Zupa cebulowa należy do klasyków. Różne są jej wersje, różnie się ją podaje, a ja lubię najprostszą wersję. Do jej przygotowania wystarczy mieć trochę cebuli, włoszczyznę, czosnek i mikser do zmiksowania całości. Z tych podstawowych składników przygotowałam dzisiaj dla Was przepis na kremową zupę cebulową podaną z czosnkowymi grzankami.

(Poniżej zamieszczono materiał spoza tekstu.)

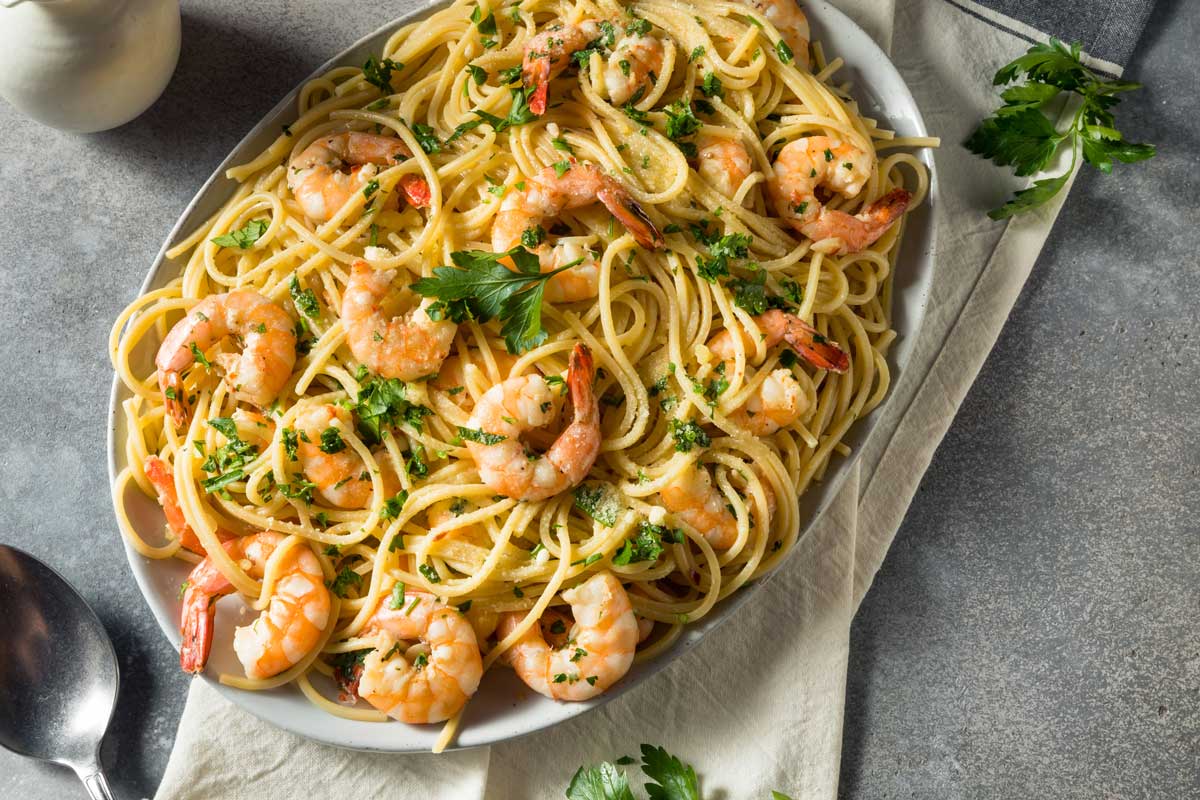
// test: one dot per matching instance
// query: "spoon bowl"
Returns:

Oczywiście można pokusić się o bardziej wytworne wersje takiej zupki: można dorzucić do niej wegański żółty ser lub podać grzankami z żółtym serem, można zapiec zupę z żółtym serem i grzankami w piekarniku (w odpowiednich kokilkach) lub też zapiec pod chlebową „pokrywką”. Każdy znajdzie coś dla siebie, ale zapewniam, że ta podstawowa wersja również znajdzie swoich fanów.
Składniki (4 porcje):
875 ml wody
8 cebul (czerwonych i żółtych)
1 marchewka
1 pietruszka
Kawałek selera
3 ziela angielskie
2 liście laurowe
1 spory ząbek czosnku
1 płaska łyżeczka soli
½ łyżeczki pieprzu
Cukier (opcjonalnie)
3 łyżki oleju rzepakowego do smażenia
3 kromki bagietki + ząbek czosnku, sól, łyżka oleju
Przygotowanie:
Do garnka wlewamy wodę i wstawiamy na ogień. Obieramy włoszczyznę i wrzucamy do wody. Dodajemy ziele angielskie i liść laurowy i gotujemy do miękkości. Na patelni rozgrzewamy olej. Cebulę kroimy na kostkę (wielkość nie ma znaczenia ponieważ na koniec będziemy miksować całość) i połowę rzucamy na rozgrzany olej. Cebulę lekko solimy (by się nie przypaliła) i smażymy około 10 minut co jakiś czas mieszając. Po tym czasie dodajemy pozostałą cebulę, mieszamy i smażymy kolejne 10 minut. Następnie na patelnię wlewamy bulion – tyle, by cała cebula się zanurzyła. Patelnię przykrywamy i dusimy cebulę przez 10 minut na małym ogniu. Gdy cebula zmięknie z garnka wyjmujemy ziele angielskie i liść laurowy i przelewamy uduszoną cebulę z powrotem do garnka. Dodajemy ząbek czosnku i miksujemy na gładki krem. Doprawiamy do smaku solą, pieprzem i cukrem jeśli Wasza cebula i marchewka okazały się mieć wystarczająco dużo słodyczy. Na patelni rozgrzewamy łyżkę oleju i gdy się nagrzeje smażymy grzanki. W gorące kromki wcieramy ząbek czosnku i lekko je solimy.